Associated Press
TACOMA — John Lee Riley is spending Christmas at home with his wife and 16 kids, a free man after serving time for killing a man a quarter-century ago.
In May 1999, a Phoenix, Ariz., judge bluntly spelled out his options: Plead guilty to the 1974 killing of a motel manager during a botched robbery, or face trial where a jury would probably convict him, leading to a life sentence.
Riley, who in the years since had become an ordained minister, took the deal, pleading guilty to second-degree murder. The judge sentenced him to 10 years in prison.
On Nov. 1, Riley walked out of a state prison in Yuma, Ariz., after serving about one-third of his term.
"It feels great to be back," said Riley, 51, in his Tacoma home Sunday, surrounded by Christmas lights, holiday stockings and his family.
One of his daughters, Trina Nazir, 26, said it was difficult to picture her father as a murderer.
"It’s hard to see him like that because he was a model father," she said. "He was the pillar of his community. … It (his release) is a big relief taken off of our shoulders."
Riley said people who think he got off easy don’t realize how brutal life can be in prison — or how he straightened out his life in the years between the shooting and his conviction.
"My life has changed so drastically," he said. "It was so hard to imagine that I had been involved in an incident that took a man’s life. I haven’t lived that life for so long."
Riley was 24 on March 29, 1974, when he and Joseph Gillum walked into the Phoenix Travelodge motel looking for cash. Manager Dale Sechrist pulled out a handgun and began shooting, and at some point, so did Riley. When it was all over, Sechrist lay dying.
Riley said Sunday that he was high on gin and marijuana at the time, and still doesn’t know why he decided to rob the motel. To this day, Riley maintains he had no idea his bullets struck Sechrist.
Detectives in 1974 couldn’t match fingerprints left at the site to anyone. But in 1996, a new computerized system connected the prints to Gillum, then an Arizona inmate.
Gillum admitted his involvement in the shootout and named Riley as his accomplice. But Gillum insisted neither he nor Riley stole anything or knew that anyone died in the gunfight.
Riley has said that two years after the shooting, he found religion and became an ordained minister. He preached around the country but kept a home in Phoenix, never changed his name and began a janitorial business.
In his preaching, Riley sometimes referred to the botched robbery as an example how God had changed his life. In 1984, he settled in Tacoma, eventually becoming pastor at a small Pentecostal church, Bethesda Temple.
In March 1998, his past caught up with him, and he was extradited to Arizona to face the murder charge. Gillum pleaded guilty to the lesser charger of manslaughter.
At the time, Riley’s attorney, Rick Miller of Phoenix, said the decision was clear-cut.

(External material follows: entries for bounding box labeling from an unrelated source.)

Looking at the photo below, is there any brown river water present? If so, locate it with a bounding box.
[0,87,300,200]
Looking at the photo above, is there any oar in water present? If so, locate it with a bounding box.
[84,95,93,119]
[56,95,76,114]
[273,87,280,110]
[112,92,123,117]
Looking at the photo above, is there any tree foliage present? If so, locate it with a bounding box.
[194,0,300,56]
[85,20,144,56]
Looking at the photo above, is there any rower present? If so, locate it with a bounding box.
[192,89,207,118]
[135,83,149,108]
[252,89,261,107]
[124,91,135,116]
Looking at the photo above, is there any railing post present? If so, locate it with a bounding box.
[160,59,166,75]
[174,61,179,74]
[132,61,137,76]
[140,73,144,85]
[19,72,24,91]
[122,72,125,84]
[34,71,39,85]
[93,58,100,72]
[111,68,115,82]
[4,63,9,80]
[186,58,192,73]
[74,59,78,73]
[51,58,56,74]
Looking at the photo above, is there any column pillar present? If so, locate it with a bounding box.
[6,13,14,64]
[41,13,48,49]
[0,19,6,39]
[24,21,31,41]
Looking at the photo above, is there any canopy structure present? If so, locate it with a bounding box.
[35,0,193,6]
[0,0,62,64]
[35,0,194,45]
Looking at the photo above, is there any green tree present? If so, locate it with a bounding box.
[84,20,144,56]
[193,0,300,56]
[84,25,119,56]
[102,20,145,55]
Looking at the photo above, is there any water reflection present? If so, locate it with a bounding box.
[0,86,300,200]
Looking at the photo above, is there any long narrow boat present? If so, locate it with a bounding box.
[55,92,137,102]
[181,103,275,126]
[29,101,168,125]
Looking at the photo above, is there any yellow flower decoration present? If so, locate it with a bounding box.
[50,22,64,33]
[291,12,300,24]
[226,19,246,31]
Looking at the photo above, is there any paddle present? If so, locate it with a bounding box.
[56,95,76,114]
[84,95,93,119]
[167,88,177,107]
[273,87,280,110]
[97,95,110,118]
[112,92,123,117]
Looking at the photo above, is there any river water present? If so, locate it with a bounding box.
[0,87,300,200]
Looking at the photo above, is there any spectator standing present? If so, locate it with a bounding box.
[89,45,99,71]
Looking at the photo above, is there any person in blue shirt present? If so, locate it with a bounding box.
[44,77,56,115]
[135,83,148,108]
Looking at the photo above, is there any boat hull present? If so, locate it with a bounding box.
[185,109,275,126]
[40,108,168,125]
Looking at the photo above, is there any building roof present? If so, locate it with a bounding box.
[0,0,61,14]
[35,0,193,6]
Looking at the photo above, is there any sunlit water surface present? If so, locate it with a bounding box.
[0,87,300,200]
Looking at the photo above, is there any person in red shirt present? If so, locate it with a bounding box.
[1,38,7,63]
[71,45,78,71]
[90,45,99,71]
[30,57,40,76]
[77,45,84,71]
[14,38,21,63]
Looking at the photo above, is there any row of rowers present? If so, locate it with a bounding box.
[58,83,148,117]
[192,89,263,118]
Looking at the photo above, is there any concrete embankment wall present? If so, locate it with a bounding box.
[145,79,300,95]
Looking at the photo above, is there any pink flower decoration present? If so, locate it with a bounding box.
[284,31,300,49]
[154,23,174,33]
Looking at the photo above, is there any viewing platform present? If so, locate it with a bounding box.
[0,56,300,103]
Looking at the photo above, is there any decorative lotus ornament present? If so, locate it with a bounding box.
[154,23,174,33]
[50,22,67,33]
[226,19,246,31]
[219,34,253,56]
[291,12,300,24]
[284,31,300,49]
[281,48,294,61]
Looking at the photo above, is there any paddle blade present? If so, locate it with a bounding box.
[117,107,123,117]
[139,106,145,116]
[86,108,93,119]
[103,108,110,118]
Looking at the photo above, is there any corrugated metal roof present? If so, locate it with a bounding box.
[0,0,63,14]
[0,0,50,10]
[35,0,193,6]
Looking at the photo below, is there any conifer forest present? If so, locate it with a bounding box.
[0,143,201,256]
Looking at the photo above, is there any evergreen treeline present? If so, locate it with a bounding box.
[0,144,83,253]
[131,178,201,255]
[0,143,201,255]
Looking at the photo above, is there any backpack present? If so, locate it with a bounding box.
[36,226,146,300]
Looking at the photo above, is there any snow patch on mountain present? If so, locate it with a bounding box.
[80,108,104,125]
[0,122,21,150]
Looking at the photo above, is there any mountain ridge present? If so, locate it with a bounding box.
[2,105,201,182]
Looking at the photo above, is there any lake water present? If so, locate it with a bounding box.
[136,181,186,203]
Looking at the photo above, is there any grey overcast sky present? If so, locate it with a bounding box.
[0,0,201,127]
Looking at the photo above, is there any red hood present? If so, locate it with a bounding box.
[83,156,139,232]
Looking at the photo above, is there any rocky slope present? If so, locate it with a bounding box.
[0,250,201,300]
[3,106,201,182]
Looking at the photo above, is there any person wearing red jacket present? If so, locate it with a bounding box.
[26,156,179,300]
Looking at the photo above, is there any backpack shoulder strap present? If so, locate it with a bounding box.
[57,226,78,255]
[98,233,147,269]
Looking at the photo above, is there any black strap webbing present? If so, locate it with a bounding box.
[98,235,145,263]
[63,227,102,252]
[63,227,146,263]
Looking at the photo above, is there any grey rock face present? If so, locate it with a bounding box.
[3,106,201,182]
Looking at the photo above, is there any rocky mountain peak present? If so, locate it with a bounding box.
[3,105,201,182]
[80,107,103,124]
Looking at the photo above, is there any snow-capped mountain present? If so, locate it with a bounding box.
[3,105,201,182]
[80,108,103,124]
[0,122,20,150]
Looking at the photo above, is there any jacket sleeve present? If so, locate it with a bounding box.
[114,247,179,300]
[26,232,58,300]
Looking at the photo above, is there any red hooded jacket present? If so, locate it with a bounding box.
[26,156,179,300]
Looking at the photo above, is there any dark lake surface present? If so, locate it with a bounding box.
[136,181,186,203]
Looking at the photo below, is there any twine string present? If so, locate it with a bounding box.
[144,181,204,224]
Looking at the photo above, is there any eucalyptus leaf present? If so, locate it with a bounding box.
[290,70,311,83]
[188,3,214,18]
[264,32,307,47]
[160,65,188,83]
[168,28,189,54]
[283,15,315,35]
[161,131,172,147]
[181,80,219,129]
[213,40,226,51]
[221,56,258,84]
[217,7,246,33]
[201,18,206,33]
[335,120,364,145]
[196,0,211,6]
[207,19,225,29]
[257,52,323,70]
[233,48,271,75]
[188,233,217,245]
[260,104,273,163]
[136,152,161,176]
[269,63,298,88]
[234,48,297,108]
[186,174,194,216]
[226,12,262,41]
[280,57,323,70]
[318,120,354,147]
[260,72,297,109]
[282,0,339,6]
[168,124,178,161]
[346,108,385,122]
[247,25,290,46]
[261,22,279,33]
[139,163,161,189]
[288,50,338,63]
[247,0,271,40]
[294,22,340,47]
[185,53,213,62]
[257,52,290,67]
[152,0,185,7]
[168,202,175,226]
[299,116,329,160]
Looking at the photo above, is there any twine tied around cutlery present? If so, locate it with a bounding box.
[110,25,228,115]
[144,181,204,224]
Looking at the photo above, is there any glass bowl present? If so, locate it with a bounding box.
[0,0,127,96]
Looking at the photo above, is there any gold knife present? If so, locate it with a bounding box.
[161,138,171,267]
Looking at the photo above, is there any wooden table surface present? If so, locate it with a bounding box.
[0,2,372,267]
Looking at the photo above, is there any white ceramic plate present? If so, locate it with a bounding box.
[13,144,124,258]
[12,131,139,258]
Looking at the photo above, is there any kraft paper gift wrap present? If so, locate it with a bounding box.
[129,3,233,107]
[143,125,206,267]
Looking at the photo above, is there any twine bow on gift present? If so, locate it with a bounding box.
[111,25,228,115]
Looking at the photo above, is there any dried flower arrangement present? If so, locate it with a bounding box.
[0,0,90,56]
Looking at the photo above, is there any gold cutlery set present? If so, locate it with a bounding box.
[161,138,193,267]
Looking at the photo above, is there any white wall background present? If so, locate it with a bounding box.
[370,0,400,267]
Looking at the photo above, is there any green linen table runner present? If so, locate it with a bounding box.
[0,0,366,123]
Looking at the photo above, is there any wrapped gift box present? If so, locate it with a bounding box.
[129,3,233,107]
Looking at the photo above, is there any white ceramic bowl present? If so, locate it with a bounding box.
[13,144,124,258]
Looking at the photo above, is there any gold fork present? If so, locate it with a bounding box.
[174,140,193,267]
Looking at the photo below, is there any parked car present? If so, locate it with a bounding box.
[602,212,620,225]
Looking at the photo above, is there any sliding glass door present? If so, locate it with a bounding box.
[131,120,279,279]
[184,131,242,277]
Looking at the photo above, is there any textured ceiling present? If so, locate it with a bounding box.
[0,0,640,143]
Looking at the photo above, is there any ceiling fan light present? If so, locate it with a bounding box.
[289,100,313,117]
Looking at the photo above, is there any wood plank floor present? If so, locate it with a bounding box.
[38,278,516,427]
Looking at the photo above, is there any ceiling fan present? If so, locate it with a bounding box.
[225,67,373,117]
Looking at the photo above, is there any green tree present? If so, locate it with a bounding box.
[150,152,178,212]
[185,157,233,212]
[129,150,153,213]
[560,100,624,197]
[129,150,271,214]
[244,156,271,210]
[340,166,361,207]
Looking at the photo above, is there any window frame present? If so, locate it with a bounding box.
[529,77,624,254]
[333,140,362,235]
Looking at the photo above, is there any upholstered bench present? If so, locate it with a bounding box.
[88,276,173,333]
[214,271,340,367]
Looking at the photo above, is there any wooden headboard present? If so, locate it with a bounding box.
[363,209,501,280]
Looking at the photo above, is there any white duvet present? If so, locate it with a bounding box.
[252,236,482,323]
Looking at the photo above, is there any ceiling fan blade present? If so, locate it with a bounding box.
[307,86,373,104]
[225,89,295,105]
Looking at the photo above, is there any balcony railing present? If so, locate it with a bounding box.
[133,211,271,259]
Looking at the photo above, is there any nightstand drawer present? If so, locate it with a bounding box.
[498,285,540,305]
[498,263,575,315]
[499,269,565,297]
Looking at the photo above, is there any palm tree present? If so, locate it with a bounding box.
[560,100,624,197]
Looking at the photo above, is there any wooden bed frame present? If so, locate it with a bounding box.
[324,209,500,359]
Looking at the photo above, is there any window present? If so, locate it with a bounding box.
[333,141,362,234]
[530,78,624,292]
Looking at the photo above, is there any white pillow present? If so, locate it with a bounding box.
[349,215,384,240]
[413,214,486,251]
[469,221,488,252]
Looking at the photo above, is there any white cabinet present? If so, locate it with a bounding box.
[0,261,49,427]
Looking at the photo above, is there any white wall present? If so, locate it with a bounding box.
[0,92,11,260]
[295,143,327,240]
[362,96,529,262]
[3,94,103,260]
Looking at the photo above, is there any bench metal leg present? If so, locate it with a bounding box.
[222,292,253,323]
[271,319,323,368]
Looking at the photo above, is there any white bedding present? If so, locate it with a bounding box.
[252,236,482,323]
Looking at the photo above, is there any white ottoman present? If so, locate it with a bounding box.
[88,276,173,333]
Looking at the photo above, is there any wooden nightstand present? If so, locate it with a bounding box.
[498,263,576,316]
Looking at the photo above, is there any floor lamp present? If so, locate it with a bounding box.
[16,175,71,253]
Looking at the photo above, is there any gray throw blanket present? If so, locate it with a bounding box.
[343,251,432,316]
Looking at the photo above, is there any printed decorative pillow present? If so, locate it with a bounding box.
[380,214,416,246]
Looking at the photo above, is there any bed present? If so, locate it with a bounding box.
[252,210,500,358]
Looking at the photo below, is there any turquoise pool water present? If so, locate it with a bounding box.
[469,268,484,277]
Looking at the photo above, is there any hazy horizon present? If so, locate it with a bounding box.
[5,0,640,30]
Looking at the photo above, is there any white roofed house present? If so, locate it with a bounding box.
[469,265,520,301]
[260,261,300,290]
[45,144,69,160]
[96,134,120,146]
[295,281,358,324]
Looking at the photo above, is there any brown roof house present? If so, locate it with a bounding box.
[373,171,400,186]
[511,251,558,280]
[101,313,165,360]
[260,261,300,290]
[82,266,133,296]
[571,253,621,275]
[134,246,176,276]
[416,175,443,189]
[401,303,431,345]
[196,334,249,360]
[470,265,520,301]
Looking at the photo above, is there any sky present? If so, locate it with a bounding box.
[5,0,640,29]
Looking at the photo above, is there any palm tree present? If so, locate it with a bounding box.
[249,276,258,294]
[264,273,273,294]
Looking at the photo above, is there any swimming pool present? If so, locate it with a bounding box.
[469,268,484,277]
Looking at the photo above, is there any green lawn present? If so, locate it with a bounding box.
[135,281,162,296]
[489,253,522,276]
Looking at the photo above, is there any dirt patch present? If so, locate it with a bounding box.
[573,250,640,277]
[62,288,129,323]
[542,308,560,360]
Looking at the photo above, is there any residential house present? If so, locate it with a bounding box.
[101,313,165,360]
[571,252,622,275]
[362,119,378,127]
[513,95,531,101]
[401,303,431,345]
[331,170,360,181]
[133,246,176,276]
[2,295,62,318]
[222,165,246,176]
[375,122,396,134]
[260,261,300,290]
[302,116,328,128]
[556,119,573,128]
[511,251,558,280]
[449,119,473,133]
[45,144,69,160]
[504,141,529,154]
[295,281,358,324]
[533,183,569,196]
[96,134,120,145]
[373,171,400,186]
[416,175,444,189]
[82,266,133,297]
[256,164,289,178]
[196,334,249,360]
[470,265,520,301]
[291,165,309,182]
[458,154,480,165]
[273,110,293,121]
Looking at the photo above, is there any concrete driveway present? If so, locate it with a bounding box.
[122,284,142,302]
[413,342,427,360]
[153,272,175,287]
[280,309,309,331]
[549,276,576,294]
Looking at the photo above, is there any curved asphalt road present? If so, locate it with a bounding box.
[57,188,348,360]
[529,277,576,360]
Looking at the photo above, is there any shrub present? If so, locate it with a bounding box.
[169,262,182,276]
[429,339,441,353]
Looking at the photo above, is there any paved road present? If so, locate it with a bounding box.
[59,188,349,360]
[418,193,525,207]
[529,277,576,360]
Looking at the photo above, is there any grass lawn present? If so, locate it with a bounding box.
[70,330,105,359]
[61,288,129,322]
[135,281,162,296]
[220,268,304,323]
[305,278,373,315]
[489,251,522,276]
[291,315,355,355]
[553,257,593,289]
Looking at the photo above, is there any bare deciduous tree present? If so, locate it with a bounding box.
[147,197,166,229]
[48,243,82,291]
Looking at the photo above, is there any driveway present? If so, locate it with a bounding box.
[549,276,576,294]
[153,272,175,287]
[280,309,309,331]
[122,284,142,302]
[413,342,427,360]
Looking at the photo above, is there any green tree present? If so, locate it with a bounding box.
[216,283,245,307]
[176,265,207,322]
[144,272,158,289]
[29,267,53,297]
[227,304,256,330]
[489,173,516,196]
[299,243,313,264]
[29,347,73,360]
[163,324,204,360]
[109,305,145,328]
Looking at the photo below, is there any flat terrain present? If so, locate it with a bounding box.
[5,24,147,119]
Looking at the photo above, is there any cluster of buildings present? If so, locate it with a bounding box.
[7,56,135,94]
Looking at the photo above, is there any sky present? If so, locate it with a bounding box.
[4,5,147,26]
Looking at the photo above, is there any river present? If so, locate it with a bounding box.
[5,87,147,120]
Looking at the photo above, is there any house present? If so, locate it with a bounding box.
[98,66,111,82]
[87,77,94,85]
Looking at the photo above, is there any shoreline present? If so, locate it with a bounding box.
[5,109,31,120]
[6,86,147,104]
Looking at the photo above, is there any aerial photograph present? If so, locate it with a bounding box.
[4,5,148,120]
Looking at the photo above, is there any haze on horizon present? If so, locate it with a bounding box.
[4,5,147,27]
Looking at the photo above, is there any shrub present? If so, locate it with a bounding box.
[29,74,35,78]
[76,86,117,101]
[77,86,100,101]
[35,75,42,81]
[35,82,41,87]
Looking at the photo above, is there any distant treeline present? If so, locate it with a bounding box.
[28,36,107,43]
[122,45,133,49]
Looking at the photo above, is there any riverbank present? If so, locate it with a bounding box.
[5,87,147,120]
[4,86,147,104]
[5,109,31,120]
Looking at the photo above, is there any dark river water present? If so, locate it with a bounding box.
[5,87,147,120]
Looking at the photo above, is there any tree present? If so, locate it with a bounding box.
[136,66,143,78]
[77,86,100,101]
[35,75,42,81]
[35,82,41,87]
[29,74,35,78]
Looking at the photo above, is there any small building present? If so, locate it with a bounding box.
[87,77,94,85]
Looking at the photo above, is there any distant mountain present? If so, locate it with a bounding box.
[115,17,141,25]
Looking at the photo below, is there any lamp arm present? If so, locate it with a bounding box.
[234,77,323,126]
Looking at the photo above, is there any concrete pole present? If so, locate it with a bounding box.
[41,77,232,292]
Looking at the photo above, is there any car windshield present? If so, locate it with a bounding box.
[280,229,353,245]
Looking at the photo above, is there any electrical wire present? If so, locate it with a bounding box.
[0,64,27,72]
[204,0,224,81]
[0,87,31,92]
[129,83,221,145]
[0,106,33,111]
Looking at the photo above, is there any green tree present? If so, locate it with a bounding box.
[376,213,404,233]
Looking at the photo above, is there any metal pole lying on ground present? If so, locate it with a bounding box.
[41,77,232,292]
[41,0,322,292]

"He chose to plead guilty because he is guilty," Miller said. "He recognizes that, even though it was such a long time ago."
In May of this year, the Arizona Board of Clemency granted parole to Riley. Arizona corrections officials said he had been an exemplary inmate.
Though Riley was sentenced in 1999, more lenient parole laws from 1974 applied in his case, corrections officials said. Had he committed a similar crime today, he would not have been eligible for release until he completed 8 1/2years of his 10-year sentence.
That has upset his prosecutors.
"It was totally inappropriate," said Bill FitzGerald, a spokesman for the Maricopa County Attorney’s Office in Phoenix. "The judge gave him 10 years, and he serves (three) years."
Riley’s response is simple: "Walk a mile in my shoes."
Riley remains under the jurisdiction of Washington’s Department of Corrections and must check in weekly with a corrections officer.
He said he’s exploring the possibility of getting a building contractor’s license. He’s also had several offers to tell his life story at churches, but has no immediate plans to be a pastor again.
Though he has acknowledged the killing, Riley still can’t quite come to terms with a crime he committed 25 years ago.
Thinking of the killing "brought many tears to my eyes. I really felt for his wife," Riley said.